UnitedHealth Group is the nation’s largest private health insurance company. It has drawn the ire of reform advocates by spending more than $600,000 per day on lobbying efforts in Washington, according to the Center for Responsive Politics. The insurance firm has also been criticized for providing its top executive with lavish pay, including $744 million in stock options. The protest was organized by the nationwide coalition Health Care for America Now and was the third such event directed at UnitedHealth Group in recent weeks.

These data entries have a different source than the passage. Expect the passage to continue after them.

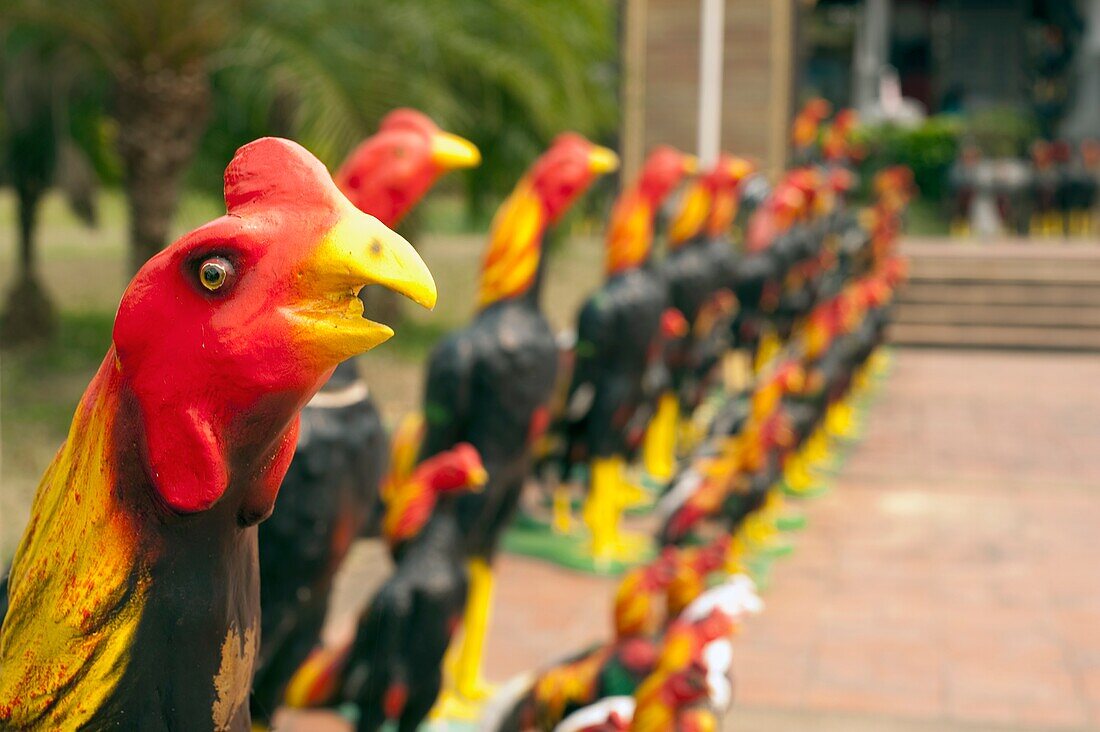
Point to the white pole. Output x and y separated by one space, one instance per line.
711 52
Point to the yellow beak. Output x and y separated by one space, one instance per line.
602 161
358 251
450 152
740 168
477 479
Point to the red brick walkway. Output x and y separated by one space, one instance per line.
948 582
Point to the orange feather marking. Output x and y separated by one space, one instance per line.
78 585
515 247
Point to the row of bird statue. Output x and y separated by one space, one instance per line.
157 583
1055 194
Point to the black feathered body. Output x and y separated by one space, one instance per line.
618 328
400 641
330 493
488 384
690 277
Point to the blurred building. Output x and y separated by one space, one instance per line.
661 77
1036 56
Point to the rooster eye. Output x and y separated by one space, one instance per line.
213 273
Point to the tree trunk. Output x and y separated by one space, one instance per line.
29 314
162 115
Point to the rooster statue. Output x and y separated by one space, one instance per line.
490 383
541 700
392 669
617 348
134 598
330 492
697 265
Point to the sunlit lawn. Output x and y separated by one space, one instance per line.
86 272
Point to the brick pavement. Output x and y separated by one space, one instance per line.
947 582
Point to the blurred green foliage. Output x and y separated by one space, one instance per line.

Additional coverage from The Uptake.

The Rev. Grant Stevenson, president of the social justice organization ISAIAH and pastor at St. Matthew’s Lutheran Church in St. Paul, also addressed the gathering.

“We know that if the insurance companies win, we lose,” Stevenson told the crowd. “There’s a choice to be made and Congress needs to be on our side. Congress needs to stand with you and with me and with the people that we care about. The insurance companies cannot continue to direct the way that health care is delivered and paid for in this country. It’s wrong.”

The assembled protesters then took turns explaining how the current health care system had failed their friends and family. “Business as usual is not working for people with preexisting conditions like my son,” said one gentleman. “Business as usual is not working for the millions of people who lost their jobs in the economic downturn,” added another woman.

After about 20 minutes, a half dozen squad cars from the Minnetonka Police Department arrived on the scene. When the six protesters blocking the entrance refused to voluntarily vacate the premises, the police handcuffed them and transported them to the Hennepin County Jail. They were cited for trespassing. Among those arrested were Julie Schnell, president of Service Employees International Union Healthcare Minnesota, and Anna Brelje, political director for the Minneapolis Regional Labor Federation.